Poids et taille à la naissance : 52 cm et 3,5 kilos tous les deux.

Et maintenant ?! Léa 1m67 et Hugo 1m80, environ.

Serialquestions

Vos enfants sont déjà grands. Quelle période a été la plus sympa ? J’ai tout aimé de la petite enfance à l’âge adulte. J’ai la nostalgie d’eux quand ils étaient des bébés souriants et potelés ou quand je les emmenais à l’école. Ah ce jour terrible où plus aucune petite main ne se glisse dans la votre…Et même le moment de l’adolescence difficile, n’a pas été catastrophique. J’ai eu de la chance, mes enfants sont formidables, drôles et gentils. On a eu beaucoup de fous rires, de rigolades ensemble. On a pas mal voyagé aussi.

Quel moment a été le plus dur ? L’adolescence quand même parce qu’à ce moment là, ils ont envie d’autonomie, ce qui est normal, qu’ils transgressent et mentent et qu’on se demande quoi faire…Et puis l’école pour l’un des deux. Jusqu’au bac, il a toujours fallu pousser. Après c’était plus simple même si on se demande toujours si la voie qu’ils ont choisie est la bonne. Moi j’ai toujours respecté leurs choix et je les ai encouragés.

Etait ce difficile de mener de front votre carrière et votre vie de maman ? Petits, ils comprenaient votre métier ? J’ai beaucoup travaillé chez moi, écrit mes livres, mes papiers  dans mon bureau. Pendant une grande partie de leur enfance, j’ai évité de voyager et banni le grand reportage sauf à de rares occasions pour ne pas les laisser. Je me rattrape aujourd’hui…A la maison, ils savaient que je travaillais beaucoup et ils me respectaient même s’ils affirment aujourd’hui que je m’inquiètais plus quand mon ordinateur était en panne que lorsqu’ils avaient de la fièvre…      Aujourd’hui Hugo termine des études de journalisme après un master de droit et Léa qui a fait une prépa littéraire et des études de philo et de cinéma fait des documentaires et écrit des scénarios. Preuve que mon métier (qui est aussi celui de leur père) ne les a pas fait trop souffrir…

Y a t-il un sujet que nous n’avez jamais réussi à aborder avec eux ?  Plutôt pas voulu que pas réussi…Leur vie privée. Je suis sans doute pudique, eux aussi.
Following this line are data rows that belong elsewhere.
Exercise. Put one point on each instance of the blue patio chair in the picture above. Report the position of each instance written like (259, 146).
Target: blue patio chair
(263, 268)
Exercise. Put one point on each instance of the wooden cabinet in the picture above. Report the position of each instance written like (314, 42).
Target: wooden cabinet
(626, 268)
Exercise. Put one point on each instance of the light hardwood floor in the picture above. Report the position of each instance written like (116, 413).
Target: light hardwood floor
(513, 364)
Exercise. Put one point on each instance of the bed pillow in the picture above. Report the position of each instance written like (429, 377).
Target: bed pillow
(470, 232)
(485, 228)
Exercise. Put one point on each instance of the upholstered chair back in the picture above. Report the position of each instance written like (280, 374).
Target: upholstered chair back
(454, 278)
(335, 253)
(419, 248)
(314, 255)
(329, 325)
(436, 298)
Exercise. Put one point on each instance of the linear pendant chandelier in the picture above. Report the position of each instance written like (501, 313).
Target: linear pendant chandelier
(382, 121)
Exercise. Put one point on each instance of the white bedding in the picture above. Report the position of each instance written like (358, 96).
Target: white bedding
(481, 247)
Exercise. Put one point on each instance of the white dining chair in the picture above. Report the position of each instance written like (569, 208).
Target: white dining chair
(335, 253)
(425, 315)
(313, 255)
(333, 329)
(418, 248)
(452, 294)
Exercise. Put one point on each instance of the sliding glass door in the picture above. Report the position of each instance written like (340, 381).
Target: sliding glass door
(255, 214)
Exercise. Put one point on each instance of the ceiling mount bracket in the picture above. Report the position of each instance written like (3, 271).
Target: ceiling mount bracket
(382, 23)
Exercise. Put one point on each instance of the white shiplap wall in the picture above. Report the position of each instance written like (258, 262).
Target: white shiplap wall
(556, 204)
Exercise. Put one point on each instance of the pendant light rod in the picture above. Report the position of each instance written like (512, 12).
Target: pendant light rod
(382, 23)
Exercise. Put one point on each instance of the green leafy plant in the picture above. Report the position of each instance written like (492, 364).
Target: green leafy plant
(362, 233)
Mais pour moi c’est une forme de respect. Bien sûr je connais leurs amours, j’aime bien savoir qui est l’élu (e) du moment mais je ne vais pas plus loin.            

Et de quelle façon avez vous abordé, quand c’était le moment,  les sujets « interdits »: sexe, drogues et rock’n’ roll ?   Sur la drogue, j’ai dit que c’était illégal et que s’ils se faisaient prendre, je n’irai pas les chercher au commissariat. Je ne suis pas idiote, j’ai été jeune avant eux, je sais qu’un joint n’a jamais fait de mal à personne pas plus qu’une bonne cuite. Il faut veiller à ce qu’ils ne dépassent pas les limites, ce qui  n’est pas évident et peut sérieusement angoisser. Mais même si j’ai été souvent pénible sur certains sujets comme les sorties (je ne les ai jamais autorisés jusqu’au bac à rentrer après deux heures du matin et je voulais savoir où ils étaient, non pour les surveiller mais pour me rassurer), et un peu trop anxieuse, au fond de moi, je leur faisais confiance. Et le sexe n’a jamais été tabou même si je préférais que leur copains/copines ne dorment pas à la maison.    

Léa et Hugo 1986...

Quelle genre de maman êtes vous ? Mère poule ? Mère autoritaire ? Un doux mélange des deux ? Mère poule oui (ils se moquent assez de moi là dessus), mère autoritaire aussi (mais aujourd’hui tous deux reconnaissent que les limites ont du bon). Mère anxieuse ausssi. C’est ce dernier point qui n’est pas toujours facile à comprendre pour des enfants.  Mais j’ai pas mal travaillé dessus et je suis devenue plus calme. D’autant que tous les deux sont de vrais globbe trotters…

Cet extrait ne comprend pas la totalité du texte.